Mondesir calls her boss, Gilda Rogers, executive director of the foundation, a role model. “She is an inspired woman who helps a lot of young people in the community find their passions,” she says.
Working under Rogers, she’s putting her journalism skills and interest in law and government to use.
Her foundation work during the summer, including writing articles for the Fortune Noteworthy Newsletter, fulfilled an undergraduate internship requirement.
Mondesir’s passion for journalism developed as a teen in her high-school creative writing arts program. From there she enrolled in the Boyd Journalism Diversity Summer Workshop at Rutgers University, New Brunswick, N.J. “I learned different types of writing and developed my passion. We also learned about other media such as documentaries.”
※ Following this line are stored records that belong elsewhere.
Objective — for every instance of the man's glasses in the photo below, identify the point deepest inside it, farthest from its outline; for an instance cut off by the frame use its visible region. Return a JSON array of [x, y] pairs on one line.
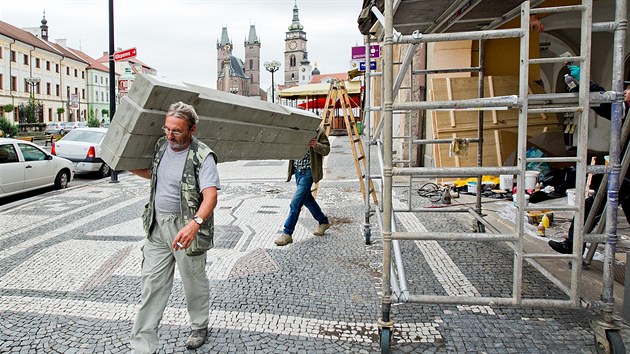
[[176, 133]]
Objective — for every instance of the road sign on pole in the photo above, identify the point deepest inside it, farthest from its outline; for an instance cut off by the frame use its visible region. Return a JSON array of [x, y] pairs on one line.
[[125, 54]]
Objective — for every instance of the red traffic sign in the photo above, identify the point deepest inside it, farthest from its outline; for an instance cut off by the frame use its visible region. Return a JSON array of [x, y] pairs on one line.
[[125, 54]]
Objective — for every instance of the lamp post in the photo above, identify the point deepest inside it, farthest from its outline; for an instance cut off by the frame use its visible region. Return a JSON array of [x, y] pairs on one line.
[[32, 82], [272, 67]]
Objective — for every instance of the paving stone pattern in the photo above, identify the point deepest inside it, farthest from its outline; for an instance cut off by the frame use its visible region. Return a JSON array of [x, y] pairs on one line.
[[70, 276]]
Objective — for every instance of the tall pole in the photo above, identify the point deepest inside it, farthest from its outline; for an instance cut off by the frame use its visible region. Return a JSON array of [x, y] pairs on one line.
[[273, 94], [112, 77]]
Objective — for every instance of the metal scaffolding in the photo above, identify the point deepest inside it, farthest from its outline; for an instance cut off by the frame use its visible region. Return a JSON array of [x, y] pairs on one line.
[[394, 285]]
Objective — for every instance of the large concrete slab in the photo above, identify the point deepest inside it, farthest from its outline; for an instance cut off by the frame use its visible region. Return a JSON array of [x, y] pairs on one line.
[[235, 127]]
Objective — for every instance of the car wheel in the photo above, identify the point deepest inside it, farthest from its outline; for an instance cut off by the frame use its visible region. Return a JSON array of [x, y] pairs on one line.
[[62, 179], [105, 171]]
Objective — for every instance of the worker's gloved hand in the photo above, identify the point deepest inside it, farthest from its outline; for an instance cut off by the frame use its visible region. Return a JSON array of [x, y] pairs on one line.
[[575, 71]]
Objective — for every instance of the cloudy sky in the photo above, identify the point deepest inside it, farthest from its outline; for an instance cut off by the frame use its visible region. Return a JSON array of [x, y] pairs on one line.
[[178, 37]]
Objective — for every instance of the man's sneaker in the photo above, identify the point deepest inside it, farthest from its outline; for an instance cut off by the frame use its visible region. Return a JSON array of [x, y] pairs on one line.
[[284, 239], [321, 229], [196, 339]]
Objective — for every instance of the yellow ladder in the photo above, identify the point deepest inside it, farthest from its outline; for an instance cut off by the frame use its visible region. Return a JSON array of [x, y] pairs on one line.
[[338, 92]]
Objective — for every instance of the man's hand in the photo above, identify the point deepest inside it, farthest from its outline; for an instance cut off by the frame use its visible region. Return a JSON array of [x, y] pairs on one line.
[[185, 236]]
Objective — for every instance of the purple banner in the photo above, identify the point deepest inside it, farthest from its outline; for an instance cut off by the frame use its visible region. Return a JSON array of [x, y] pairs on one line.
[[359, 52]]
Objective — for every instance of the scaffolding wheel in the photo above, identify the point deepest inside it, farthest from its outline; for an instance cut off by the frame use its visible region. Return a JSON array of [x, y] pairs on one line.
[[478, 227], [614, 346], [386, 340]]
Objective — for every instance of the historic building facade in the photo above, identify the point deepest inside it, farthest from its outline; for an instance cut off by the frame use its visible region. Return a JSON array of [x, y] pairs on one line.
[[297, 68], [235, 75]]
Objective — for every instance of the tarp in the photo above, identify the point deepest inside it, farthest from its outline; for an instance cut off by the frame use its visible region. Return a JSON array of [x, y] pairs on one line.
[[320, 102], [321, 89]]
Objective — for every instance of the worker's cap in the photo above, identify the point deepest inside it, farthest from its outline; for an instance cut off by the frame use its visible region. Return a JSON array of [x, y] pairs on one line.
[[566, 55]]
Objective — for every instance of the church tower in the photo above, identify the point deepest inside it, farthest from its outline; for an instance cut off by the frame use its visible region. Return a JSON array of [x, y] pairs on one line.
[[294, 50], [224, 52], [252, 61]]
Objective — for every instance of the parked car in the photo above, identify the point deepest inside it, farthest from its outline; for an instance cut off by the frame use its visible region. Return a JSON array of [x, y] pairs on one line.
[[68, 126], [25, 166], [55, 128], [83, 147]]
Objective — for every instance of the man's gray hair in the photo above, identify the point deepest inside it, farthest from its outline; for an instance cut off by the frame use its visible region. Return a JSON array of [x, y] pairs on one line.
[[183, 111]]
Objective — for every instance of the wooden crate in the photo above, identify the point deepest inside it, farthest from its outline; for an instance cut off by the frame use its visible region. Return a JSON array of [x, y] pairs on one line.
[[500, 126]]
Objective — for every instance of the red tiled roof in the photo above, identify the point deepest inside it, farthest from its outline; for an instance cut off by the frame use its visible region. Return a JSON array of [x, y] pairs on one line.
[[26, 37], [93, 63]]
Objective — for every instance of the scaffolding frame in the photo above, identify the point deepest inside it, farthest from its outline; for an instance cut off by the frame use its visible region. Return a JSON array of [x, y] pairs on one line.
[[394, 289]]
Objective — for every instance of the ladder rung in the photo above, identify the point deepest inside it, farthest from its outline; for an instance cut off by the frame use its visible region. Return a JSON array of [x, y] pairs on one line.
[[548, 10], [554, 159], [554, 60], [556, 110]]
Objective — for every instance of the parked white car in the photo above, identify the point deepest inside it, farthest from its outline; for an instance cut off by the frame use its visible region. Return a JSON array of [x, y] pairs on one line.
[[83, 147], [25, 166], [54, 128]]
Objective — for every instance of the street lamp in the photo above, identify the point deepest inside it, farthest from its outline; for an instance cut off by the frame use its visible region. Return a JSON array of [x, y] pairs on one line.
[[32, 82], [272, 68]]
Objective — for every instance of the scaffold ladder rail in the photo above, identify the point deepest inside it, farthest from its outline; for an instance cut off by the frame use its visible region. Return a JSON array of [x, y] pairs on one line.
[[339, 93]]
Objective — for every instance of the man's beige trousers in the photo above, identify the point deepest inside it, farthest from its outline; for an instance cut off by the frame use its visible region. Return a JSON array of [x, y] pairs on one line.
[[158, 269]]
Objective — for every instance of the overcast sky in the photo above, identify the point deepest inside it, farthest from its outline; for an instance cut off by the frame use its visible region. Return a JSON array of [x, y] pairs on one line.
[[178, 37]]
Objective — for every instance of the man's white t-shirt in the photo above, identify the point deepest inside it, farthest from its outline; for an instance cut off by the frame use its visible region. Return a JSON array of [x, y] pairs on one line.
[[169, 179]]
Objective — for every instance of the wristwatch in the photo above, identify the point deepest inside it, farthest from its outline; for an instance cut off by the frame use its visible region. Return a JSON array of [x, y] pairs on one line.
[[198, 219]]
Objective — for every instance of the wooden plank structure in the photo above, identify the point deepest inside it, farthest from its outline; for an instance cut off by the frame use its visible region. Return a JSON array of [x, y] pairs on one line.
[[500, 126]]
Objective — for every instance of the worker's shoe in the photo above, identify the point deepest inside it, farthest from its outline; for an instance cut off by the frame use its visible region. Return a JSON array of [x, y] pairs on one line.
[[196, 339], [283, 240], [321, 228], [564, 247]]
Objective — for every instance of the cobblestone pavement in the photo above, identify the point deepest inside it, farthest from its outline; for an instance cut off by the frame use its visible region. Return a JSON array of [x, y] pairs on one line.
[[70, 276]]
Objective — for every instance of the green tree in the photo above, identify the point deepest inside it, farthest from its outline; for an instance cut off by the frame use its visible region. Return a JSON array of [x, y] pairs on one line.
[[30, 112], [8, 108], [8, 129], [60, 112]]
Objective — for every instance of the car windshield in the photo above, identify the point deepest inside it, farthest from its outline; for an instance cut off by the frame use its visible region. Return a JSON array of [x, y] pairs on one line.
[[84, 136]]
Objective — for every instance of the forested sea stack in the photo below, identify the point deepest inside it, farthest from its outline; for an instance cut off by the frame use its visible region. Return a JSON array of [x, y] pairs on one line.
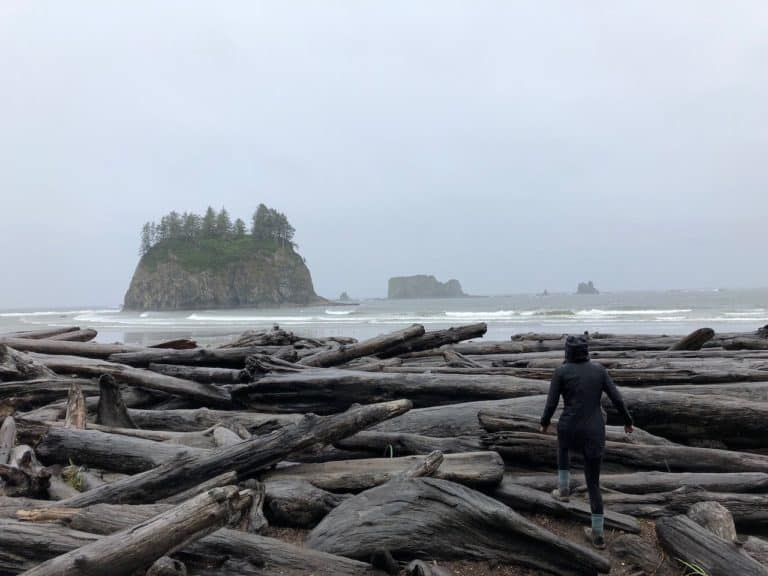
[[193, 262]]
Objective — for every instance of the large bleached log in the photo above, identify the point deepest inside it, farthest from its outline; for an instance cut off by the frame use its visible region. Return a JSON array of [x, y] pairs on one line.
[[42, 333], [116, 452], [298, 503], [640, 482], [26, 394], [377, 345], [498, 421], [137, 548], [223, 553], [17, 366], [190, 420], [404, 517], [84, 349], [247, 457], [77, 414], [752, 391], [400, 444], [324, 391], [203, 374], [695, 340], [112, 410], [750, 510], [520, 498], [85, 335], [714, 517], [436, 339], [218, 357], [7, 439], [478, 469], [205, 393], [685, 539], [541, 449]]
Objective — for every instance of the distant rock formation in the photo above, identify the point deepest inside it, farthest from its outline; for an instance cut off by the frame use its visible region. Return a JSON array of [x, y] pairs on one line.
[[587, 288], [423, 286]]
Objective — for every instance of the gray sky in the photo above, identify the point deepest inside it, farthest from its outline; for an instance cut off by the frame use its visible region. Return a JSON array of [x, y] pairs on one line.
[[516, 145]]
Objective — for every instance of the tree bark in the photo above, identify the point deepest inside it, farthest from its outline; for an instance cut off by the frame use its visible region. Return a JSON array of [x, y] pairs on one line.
[[684, 539], [247, 457], [298, 503], [377, 345], [112, 410], [137, 548], [436, 339], [477, 469], [541, 449], [325, 391], [404, 516]]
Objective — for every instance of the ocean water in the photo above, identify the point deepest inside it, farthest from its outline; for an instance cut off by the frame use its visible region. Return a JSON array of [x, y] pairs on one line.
[[671, 312]]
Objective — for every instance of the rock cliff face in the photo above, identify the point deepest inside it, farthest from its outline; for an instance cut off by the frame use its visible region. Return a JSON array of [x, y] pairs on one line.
[[177, 276], [423, 286]]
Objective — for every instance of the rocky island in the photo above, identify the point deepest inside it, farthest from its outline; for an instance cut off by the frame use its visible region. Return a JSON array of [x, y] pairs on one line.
[[423, 286], [587, 288], [195, 262]]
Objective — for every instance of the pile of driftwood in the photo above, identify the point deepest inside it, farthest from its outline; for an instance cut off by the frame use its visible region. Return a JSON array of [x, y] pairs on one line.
[[396, 452]]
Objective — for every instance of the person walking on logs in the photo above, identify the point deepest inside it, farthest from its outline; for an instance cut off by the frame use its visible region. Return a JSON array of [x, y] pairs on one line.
[[582, 425]]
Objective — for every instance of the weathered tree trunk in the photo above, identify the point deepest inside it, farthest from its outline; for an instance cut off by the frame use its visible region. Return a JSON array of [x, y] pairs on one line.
[[298, 503], [17, 366], [84, 349], [639, 553], [498, 421], [520, 497], [112, 410], [684, 539], [223, 553], [218, 357], [137, 548], [190, 420], [206, 393], [436, 339], [377, 345], [7, 439], [518, 447], [477, 469], [695, 340], [59, 445], [396, 444], [207, 375], [640, 482], [404, 516], [750, 510], [324, 391], [77, 414], [714, 517], [247, 457], [85, 335]]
In the years since, her commitment to journalism fused with another interest — social justice. “It’s very emotional for me to see people who look like me being treated differently,” she says.
“Society could be so much more accepting — we don’t have to be as divided as we are now.”
She believes deeply in restorative justice and in the reform of the criminal justice system and plans to continue studying the intersection of journalism, social justice and law in graduate school.
“I am hoping to be accepted into the Maxwell School of Citizenship and Public Affairs at Syracuse University [New York].” Mondesir is considering a future law career.
One thing she is sure of: “I want to continue to use my voice to change the things I can. We are always able to do something — nothing is too small. Coming together we can make a much bigger difference than we can on our own.”